It can be heartbreaking when a home inspector finds major flaws in your dream home. While it’s typical to find minor issues, there are major concerns that should warn you to proceed with caution or walk away from the house completely.

  • Anything to do with asbestos. Many homes built before 1989 contain this hazardous material if the previous owners haven’t already had it removed. If asbestos is still present, it must be removed and properly disposed of by a professional. If that’s the case, this costly job should be factored in before making the decision to bid on the house.
  • Lead paint. In addition to asbestos, older homes may also contain lead paint. This could be a red flag, especially for families with young children, because lead paint is extremely dangerous when consumed. Removing lead paint can also be costly.
  • Electrical or plumbing problems. Many plumbing and electrical problems are small and inexpensive to fix, but some people try to save money by doing projects themselves. If the previous homeowners cut corners with wiring or plumbing, consider repair costs when deciding whether to bid on the house.

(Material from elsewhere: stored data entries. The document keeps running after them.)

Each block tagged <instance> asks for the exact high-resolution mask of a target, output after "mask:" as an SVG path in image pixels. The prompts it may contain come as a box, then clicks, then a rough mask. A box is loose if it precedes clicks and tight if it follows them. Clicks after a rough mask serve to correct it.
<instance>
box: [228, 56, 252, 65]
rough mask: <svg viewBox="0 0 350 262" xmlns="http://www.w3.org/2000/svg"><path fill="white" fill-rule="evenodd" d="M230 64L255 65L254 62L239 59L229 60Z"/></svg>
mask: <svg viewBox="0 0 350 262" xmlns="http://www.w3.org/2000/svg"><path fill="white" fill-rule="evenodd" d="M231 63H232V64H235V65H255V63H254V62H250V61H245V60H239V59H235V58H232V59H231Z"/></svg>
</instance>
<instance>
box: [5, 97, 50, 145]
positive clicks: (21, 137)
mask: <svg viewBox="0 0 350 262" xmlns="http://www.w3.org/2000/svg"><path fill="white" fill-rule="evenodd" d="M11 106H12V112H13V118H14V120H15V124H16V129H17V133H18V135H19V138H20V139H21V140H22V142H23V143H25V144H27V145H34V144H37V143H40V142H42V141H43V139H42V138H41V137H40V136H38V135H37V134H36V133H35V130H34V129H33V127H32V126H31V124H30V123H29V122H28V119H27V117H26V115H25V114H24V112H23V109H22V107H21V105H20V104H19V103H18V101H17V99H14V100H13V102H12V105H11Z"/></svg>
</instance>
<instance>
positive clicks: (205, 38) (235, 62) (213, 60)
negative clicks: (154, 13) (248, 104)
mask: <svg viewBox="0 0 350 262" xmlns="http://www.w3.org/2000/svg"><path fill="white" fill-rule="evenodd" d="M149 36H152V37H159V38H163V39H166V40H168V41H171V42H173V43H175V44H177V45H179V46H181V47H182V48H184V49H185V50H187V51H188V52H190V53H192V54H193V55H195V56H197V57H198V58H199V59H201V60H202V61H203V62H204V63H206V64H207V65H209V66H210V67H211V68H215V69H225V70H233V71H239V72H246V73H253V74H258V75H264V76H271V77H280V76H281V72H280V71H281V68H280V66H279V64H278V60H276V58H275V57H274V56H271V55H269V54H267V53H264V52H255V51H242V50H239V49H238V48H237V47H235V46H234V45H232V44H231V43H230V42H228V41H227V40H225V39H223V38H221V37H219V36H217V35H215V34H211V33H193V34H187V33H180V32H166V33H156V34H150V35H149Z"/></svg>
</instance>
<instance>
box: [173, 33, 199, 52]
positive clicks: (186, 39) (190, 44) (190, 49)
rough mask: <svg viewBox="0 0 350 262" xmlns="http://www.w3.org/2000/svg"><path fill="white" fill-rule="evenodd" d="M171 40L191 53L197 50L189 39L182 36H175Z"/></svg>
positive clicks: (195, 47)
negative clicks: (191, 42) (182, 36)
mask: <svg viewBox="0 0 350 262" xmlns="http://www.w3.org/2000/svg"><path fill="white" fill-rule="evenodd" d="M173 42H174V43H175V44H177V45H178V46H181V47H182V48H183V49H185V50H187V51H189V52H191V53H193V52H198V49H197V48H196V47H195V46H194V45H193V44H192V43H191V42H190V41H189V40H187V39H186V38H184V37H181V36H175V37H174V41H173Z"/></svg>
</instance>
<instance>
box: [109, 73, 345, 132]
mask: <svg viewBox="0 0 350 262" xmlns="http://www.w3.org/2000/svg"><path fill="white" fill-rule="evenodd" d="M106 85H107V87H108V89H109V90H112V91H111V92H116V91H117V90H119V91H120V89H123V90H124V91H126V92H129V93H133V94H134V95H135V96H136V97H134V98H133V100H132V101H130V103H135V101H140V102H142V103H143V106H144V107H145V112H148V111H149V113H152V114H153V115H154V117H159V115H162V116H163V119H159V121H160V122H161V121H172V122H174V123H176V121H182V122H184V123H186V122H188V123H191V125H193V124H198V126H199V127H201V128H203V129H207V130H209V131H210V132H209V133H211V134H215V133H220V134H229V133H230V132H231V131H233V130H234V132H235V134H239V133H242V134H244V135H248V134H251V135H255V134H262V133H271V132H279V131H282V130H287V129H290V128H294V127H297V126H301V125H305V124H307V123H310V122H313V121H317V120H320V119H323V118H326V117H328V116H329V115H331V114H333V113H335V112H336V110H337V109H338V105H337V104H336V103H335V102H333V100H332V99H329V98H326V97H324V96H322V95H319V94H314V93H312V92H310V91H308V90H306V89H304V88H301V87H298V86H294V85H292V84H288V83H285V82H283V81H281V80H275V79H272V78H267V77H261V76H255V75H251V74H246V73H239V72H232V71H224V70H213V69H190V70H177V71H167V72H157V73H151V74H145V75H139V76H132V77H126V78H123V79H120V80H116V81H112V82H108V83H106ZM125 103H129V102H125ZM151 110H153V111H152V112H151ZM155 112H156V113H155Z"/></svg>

  • Roof repairs. A home inspector will be able to help you determine if any roofing issues are minor, or if there is wood or structural damage under the roof. Keep in mind that replacing a roof can cost thousands of dollars, so it’s important to have all the facts from an inspector you trust.
  • Foundation faults. Not all small cracks are deal breakers. When it comes to foundation issues, the main objective is to determine the causes behind cracks. Is it just a minor settling of the structure, or is it more serious, such as large tree roots or poor soil conditions? Once you’ve found the cause of the cracking, you’ll be able to better assess whether you’re willing to move forward.
  • Mold. Not all mold issues are created equal. If mold found in a bathroom can be remedied simply by installing an exhaust fan, it’s not cause for great concern. However, if the home inspector finds mold due to invasive roof leakage, or irrigation or plumbing damage, you may want to research the repair costs before making your final decision on the house.
  • Problem pests. From wood-eating insects such as termites, to rats and mice, pests can damage the structure of a home in many ways. However, not all pest problems are as serious as others. When in doubt, call a pest control company to give you a quote before putting a bid on a house with a rodent or insect problem.
  • Water worries. Be sure to get an explanation for any water damage you discover. Find out if the basement is likely to flood or if rusty pipes played a role. These larger issues should raise a red flag and help you determine if this is a deal breaker for you.

The information uncovered in the home inspection can be used for negotiation with the seller. If the home has major issues, you may ask the seller to fix the problems or drop the asking price so you have extra money to take care of them yourself. If they refuse, it may mean you need to get a good night’s sleep and start looking at different homes in the morning.